Preliminary evidence suggested that regular consumption of polyphenols in cocoa (equivalent to ≥100 g of chocolate per day) was associated with lower blood pressure (BP). Given concerns about the high sugar, fat, and calorie intake from cocoa consumption of this magnitude, the effects of low doses of cocoa would be of interest. Taubert and colleagues report results of a clinical trial in which 44 older adults who had untreated prehypertension or stage 1 hypertension were randomly assigned to either 6.3 g (28.9 kcal) per day of dark chocolate containing 30 mg of polyphenols or a matching amount of polyphenol-free white chocolate. At the 18th week of follow-up, the authors found that participants consuming dark chocolate had experienced reductions from baseline in mean (SD) systolic and diastolic BP of 2.9 (1.6) mm Hg and 1.9 (1.0) mm Hg, respectively, without changes in body weight or other adverse effects. Persons who were consuming white chocolate experienced no change in BP.
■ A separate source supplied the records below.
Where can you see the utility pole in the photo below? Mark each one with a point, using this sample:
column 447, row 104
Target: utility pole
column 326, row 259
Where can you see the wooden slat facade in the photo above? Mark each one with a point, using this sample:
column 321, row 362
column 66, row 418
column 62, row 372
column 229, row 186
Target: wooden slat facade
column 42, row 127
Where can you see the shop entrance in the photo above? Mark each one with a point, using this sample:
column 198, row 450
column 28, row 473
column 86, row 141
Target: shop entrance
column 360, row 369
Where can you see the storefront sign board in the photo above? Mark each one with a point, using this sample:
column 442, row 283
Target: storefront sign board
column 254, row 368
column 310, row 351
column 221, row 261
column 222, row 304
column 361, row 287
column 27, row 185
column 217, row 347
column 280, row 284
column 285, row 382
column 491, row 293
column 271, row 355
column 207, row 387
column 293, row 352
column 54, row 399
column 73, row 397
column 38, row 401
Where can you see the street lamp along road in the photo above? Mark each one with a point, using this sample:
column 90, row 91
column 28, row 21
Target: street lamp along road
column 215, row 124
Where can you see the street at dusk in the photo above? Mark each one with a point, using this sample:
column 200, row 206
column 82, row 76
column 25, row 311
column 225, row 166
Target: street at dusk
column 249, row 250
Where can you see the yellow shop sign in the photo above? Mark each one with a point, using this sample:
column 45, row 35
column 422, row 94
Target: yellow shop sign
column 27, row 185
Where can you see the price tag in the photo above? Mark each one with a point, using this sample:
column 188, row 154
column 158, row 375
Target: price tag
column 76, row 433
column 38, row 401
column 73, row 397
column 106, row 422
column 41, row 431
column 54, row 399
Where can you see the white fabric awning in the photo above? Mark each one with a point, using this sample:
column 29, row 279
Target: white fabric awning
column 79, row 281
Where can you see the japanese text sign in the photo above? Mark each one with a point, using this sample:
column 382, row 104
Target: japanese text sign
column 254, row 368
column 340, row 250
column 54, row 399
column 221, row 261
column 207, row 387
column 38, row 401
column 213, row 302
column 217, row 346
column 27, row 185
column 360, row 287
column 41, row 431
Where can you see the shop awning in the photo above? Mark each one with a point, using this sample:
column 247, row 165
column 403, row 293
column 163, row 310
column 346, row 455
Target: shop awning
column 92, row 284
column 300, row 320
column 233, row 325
Results From baseline to 18 weeks, dark chocolate intake reduced mean (SD) systolic BP by –2.9 (1.6) mm Hg (P < .001) and diastolic BP by –1.9 (1.0) mm Hg (P < .001) without changes in body weight, plasma levels of lipids, glucose, and 8-isoprostane. Hypertension prevalence declined from 86% to 68%. The BP decrease was accompanied by a sustained increase of S-nitrosoglutathione by 0.23 (0.12) nmol/L (P < .001), and a dark chocolate dose resulted in the appearance of cocoa phenols in plasma. White chocolate intake caused no changes in BP or plasma biomarkers.

Conclusions Data in this relatively small sample of otherwise healthy individuals with above-optimal BP indicate that inclusion of small amounts of polyphenol-rich dark chocolate as part of a usual diet efficiently reduced BP and improved formation of vasodilative nitric oxide.